Millions of software repositories on GitHub are likely vulnerable to an attack called RepoJacking, a new study has revealed.
This includes repositories from organizations such as Google, Lyft, and several others, Massachusetts-based cloud-native security firm Aqua said in a Wednesday report.
The supply chain vulnerability, also known as dependency repository hijacking, is a class of attacks that makes it possible to take over retired organization or user names and publish trojanized versions of repositories to run malicious code.
“When a repository owner changes their username, a link is created between the old name and the new name for anyone who downloads dependencies from the old repository,” researchers Ilay Goldman and Yakir Kadkoda said. “However, it is possible for anyone to create the old username and break this link.”
Alternatively, a similar scenario could arise when a repository ownership is transferred to another user and the original account is deleted, thus allowing a bad actor to create an account with the old username.
In other words, RepoJacking is an attack where an adversary registers a username and creates a repository with the same name as that of an organization but which has since either deleted the account or switched to a different username.
Doing so causes code that has the aforementioned project as a dependency to fetch the contents from the attacker-controlled repository, thereby poisoning the software supply chain.
Aqua said a threat actor could leverage websites like GHTorrent to extract GitHub metadata associated with any public commits and pull requests to compile a list of unique repositories.
An analysis of a subset of 1.25 million repositories for the month of June 2019 revealed that as many as 36,983 repositories were vulnerable to RepoJacking, denoting a 2.95% success rate.

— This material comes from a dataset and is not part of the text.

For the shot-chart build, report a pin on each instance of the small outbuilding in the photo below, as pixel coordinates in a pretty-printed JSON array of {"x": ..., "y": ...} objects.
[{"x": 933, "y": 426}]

With GitHub containing more than 330 million repositories, the findings suggest that millions of repositories could be vulnerable to a similar attack.
One such repository is google/mathsteps, which was previously under the ownership of Socratic (socraticorg/mathsteps), a company that was acquired by Google in 2018.
“When you access https://github.com/socraticorg/mathsteps, you are being redirected to https://github.com/google/mathsteps so eventually the user will fetch Google’s repository,” the researchers said.
“However, because the socraticorg organization was available, an attacker could open the socraticorg/mathsteps repository and users following Google’s instructions will clone the attacker’s repository instead. And because of the npm install this will lead to arbitrary code execution on the users.”
This is not the first time such concerns have been raised. In October 2022, GitHub moved to close a security loophole that could have been exploited to create malicious repositories and mount supply chain attacks by circumventing popular repository namespace retirement.
To mitigate such risks, it’s recommended that users periodically inspect their code for links that may be retrieving resources from external GitHub repositories.
“If you change your organization name, ensure that you still own the previous name as well, even as a placeholder, to prevent attackers from creating it,” the researchers said.